LUIZ GERALDO MAZZA
Sem moleza
Já se sabe que senadores e deputados federais não darão moleza a Requião no encontro de amanhã. Estão articuladíssimos para cobrar clareza nos acertos com a União e a reunião não terá o estilo da escolinha, acrítico e ufanista. Estão dispostos ao apoio, sem fazer, no entanto, o papel de laranja como nos casos do porto e do pedágio em cima de ideologização e factóides.
Cotas
Na Fórmula 1, a mais radical das competições, não há regime de cotas e vale o critério, agudíssimo, do mérito pessoal, coragem e competência.
Estouro
Estariam de tal forma no vermelho as contas do governo que há falta de mais de R$ 100 milhões para pagamentos de fornecedores e prestadores de serviço. Como se vê mesmo que haja a supressão das multas do Tesouro Nacional e o pagamento de R$ 200 milhões atrasados a crise persiste.

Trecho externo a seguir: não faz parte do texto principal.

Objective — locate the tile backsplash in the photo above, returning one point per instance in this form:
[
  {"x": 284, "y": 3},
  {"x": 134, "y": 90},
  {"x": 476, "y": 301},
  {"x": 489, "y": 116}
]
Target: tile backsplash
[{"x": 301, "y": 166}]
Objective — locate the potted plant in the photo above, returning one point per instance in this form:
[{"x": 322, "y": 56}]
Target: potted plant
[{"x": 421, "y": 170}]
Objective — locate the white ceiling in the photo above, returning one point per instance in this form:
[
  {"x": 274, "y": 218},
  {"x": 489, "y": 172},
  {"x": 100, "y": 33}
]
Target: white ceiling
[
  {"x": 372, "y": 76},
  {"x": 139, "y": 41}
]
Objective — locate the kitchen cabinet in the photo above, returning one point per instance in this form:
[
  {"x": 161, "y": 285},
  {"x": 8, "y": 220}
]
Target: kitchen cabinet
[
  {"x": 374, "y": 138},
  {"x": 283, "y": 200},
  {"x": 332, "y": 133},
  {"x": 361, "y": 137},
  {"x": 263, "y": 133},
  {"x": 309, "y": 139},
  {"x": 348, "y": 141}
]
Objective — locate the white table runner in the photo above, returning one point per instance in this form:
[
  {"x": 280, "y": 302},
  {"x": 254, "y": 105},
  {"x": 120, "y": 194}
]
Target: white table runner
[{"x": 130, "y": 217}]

A propósito a dívida foi diminuída para R$ 6 milhões mensais, mas o governo oculta o fato e com isso joga o ônus na administração federal, como fez no segundo mandato.
O alarme
Jogando contra Lerner e Lula e tentando justificar a penúria, Requião deve tratar do tema na escolinha hoje para o qual já cooptou até a oposição com o que pretende dividir responsabilidades e dissipar as suas, dominantes.
Fisco e fisgo
No fisco paranaense dificilmente se fisga alguém. O caso do auditor Antonio Augusto Bonilha, que teve prisão preventiva decretada e permaneceu preso por alguns dias e um mês depois foi promovido pelo diretor da Coordenação da Receita, Luis Carlos Vieira, para função gratificada na administração geral, é um desses exemplos. Curioso é que em 12 de março o delegado Marcus Michelotto, da Delegacia de Estelionato e Desvio de Carga, encaminhou ao diretor da Receita, Luis Carlos Vieira, um pedido para que Bonilha prestasse esclarecimentos. No mínimo, se houve denúncias e processo, o pessoal da Corregedoria dormiu no ponto e na prevaricação.
A multa
A Syngenta, por seus advogados, vai pedir o restabelecimento em juízo dos R$ 50 mil diários de multa, independentemente dos R$ 2 mil aplicados ao governador, enquanto persistir a invasão da fazenda. A notificação de Requião deve sair esta semana.
Folclore
O professor Belmiro Valverde comparou o Estado moderno, o brasileiro como referência, a um eunuco, um gigante sem poder de germinar. Dos R$ 19 bi do orçamento estadual menos de 9% serão investimentos e muito mais de 12% servirão para o giro da dívida e dispêndios como o do Banestado. Para o contribuite não é tão eunuco assim. Resta-lhe o conselho da Marta: relaxar e gozar, se isso for possível.
Estafe
Ex-assessores de Requião no plano nacional, Nonato Cruz e Ruy Nogueira, estão rompidos. Nonato dá um pau em Nogueira no Hora H. Quem tem um estafe desses está feliz ou está fuzilado?